The suppression risk for RSS is indirect: If your hosting is terminated, your RSS feed disappears with it. The solution is the same as for the website: maintain a current backup and have a recovery plan in place before you need it.
Podcasting
Podcasting distributed through open RSS is one of the hardest formats to suppress. The underlying technology is decentralized and the content lives on your hosting provider's servers. The major podcast directories, Apple Podcasts, Spotify, and others, have their own moderation policies and have removed shows under pressure. The pathway around that is to distribute your podcast through multiple directories simultaneously and to make the direct RSS feed available to your listeners so they can subscribe without going through any directory at all. A listener with your RSS feed in their podcast app of choice can continue receiving your content regardless of what any directory decides.
Start Building Before You Need It
The migration strategy is the same regardless of which tools you choose. First, build the owned infrastructure in parallel with the rented presence. Next, invest increasing effort in the owned channels over time. And then reduce dependency on the rented channels as the owned ones grow.
Start with one thing. The email list is the highest priority because it is the most valuable and the most portable. If you take nothing else from this article, start building a direct relationship with your audience that lives somewhere you own. Everything else follows from there.

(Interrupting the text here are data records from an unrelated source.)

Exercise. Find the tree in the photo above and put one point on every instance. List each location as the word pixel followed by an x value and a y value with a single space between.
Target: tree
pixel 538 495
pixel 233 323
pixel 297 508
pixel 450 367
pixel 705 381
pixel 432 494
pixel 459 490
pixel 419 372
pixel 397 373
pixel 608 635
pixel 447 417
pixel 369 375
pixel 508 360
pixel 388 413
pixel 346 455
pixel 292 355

Use every piece of content you publish on centralized platforms as a bridge to your owned channels. Every post, every video, every piece of content points to somewhere you control. Make this strategy automatic rather than occasional. The centralized platform is the top of your funnel. The owned infrastructure becomes where the actual relationship lives because you can better control it.
Bring your audience with you by announcing this strategy to them explicitly. Tell them what you are building and why. The audience that has been following you through years of suppression and shadowbanning will understand, better than most, exactly why you are building communication channels that cannot be suppressed.
Maintain redundancy at every layer. Multiple email service providers. Multiple distribution channels. The goal is a setup where losing any single component ends up being more of an inconvenience than a catastrophe. The suppression infrastructure described throughout this series has been designed to find single points of failure and leverage them to silence you. Building without single points of failure is a great strategic response to that design.
Every audience built on rented land is one policy change, one content moderation decision, or one platform collapse away from disappearing. The people who understood this early built owned infrastructure in parallel with their rented presence. The people who understood it too late ended up having to rebuild from scratch once they lost everything. Both groups eventually figured it out, one way or the other. The difference is how much they had to lose first. Take it upon yourself to learn from their mistakes before this unfortunate situation ends up impacting you directly.